Among 2,252 priests serving over four decades, 39 priests (1.7 percent) apparently abused minors. Only one abuser could be termed a pedophile under the strict, clinical definition of the word meaning the victim was prepubescent.
"I am prepared to be convinced the Catholics have a bigger problem" than Protestants, Jenkins said, but nobody has good data, partly because Protestant groups are too numerous. "I certainly haven't seen anything, and I'm looking hard."
Minneapolis psychologist Gary Schoener agreed.
"There are no real scientific data" on Protestants, he said. Since 1974, his Walk-In Counseling Center has been consulted on more than 2,000 cases of clergy sexual misconduct of all types, two-thirds of them with Protestants.
He finds that sex with adult women or teenage girls is the most frequent Protestant problem.
In a typical Protestant case, a jury awarded $10 million in February to relatives of the late Deborah Yardley of Columbus, Ohio.
The suit charged that the Rev. Steven Colliflower, a United Methodist, had an affair with Yardley when she sought his help with alcohol and emotional problems. He left the ministry shortly after she made the allegation. She later died of liver disease.
The conservative World magazine says Protestantism faces a "severe problem" of clergy involvement with people the ministers are counseling, calling this "an egregious abuse of power."
Schoener said that clergy having sex with prepubescent victims is "very rare" in all denominations.
A study of the Presbyterian Church (U.S.A.), covering eight states over six years, found 17 cases filed against clergy with 31 victims, all female, with one case involving a minor.
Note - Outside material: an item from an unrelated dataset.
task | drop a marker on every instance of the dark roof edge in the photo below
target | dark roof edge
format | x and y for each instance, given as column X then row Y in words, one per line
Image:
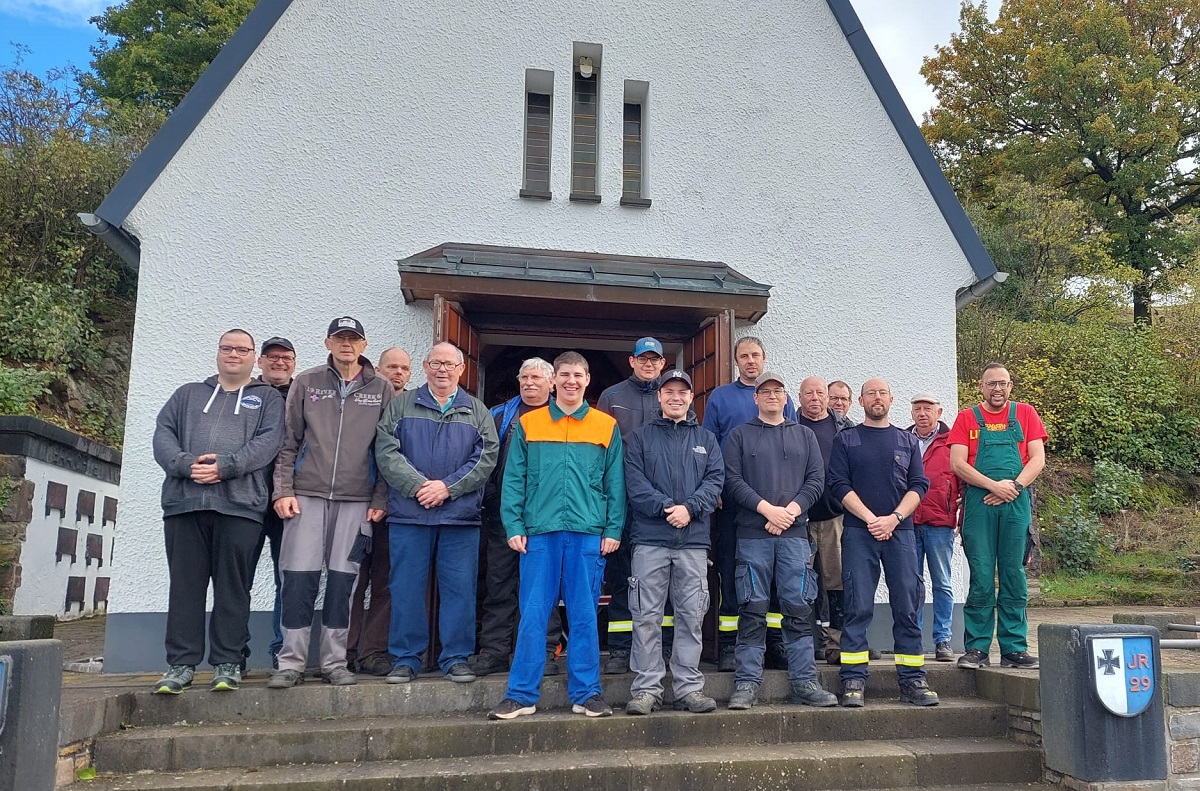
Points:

There are also differences between Catholicism and the many Protestant faiths in the way they investigate sex abuse allegations.
The U.S. Catholic bishops adopted a set of principles in 1992 calling for rapid response to allegations, openness with parishioners, care for victims and compliance with secular laws on reporting criminal conduct. But some Catholic bishops have admitted they didn't always follow those guidelines.
The Catholic principles also say a priest should be "promptly" suspended and referred for medical evaluation upon "sufficient evidence" of misconduct. The matter of reassignment is left open for a decision later.
In the Evangelical Lutheran Church in America, at least, events occur more rapidly.
Bishop Donald McCoid of Pittsburgh, chairman of the Conference of Bishops for the 5.1-million-
member denomination, said when colleagues receive allegations against clergy "anything else on our agenda is dropped." If a pastor admits the charge, he said, the bishop defrocks him within a day and refers charges involving minors to civil authorities.
Lutheran as well as Methodist or Presbyterian clergy who claim innocence are put on leave but can defend themselves through church trials and appeals.
During debates over homosexual behavior, those three denominations have defined clergy standards that limit sexual conduct to heterosexual marriage and require chastity for singles.
It's difficult to assess the response to abuse accusations in Baptist and other denominations, where each local congregation handles cases.
The most important example is the Southern Baptist Convention, the largest Protestant group in the United States with 101,000 clergy, double the total of U.S. Catholic priests and brothers. In the past decade, its press service reported two charges of molesting minors, against a youth worker and a martial arts teacher.
But Dee Ann Miller of Council Bluffs, Iowa, says misconduct is more widespread.
Since writing a 1993 book about her own abuse by a missionary in Africa, she has been told of allegations against 22 Southern Baptist clergy involved with minors.
Miller charges that the denomination has ignored the problem.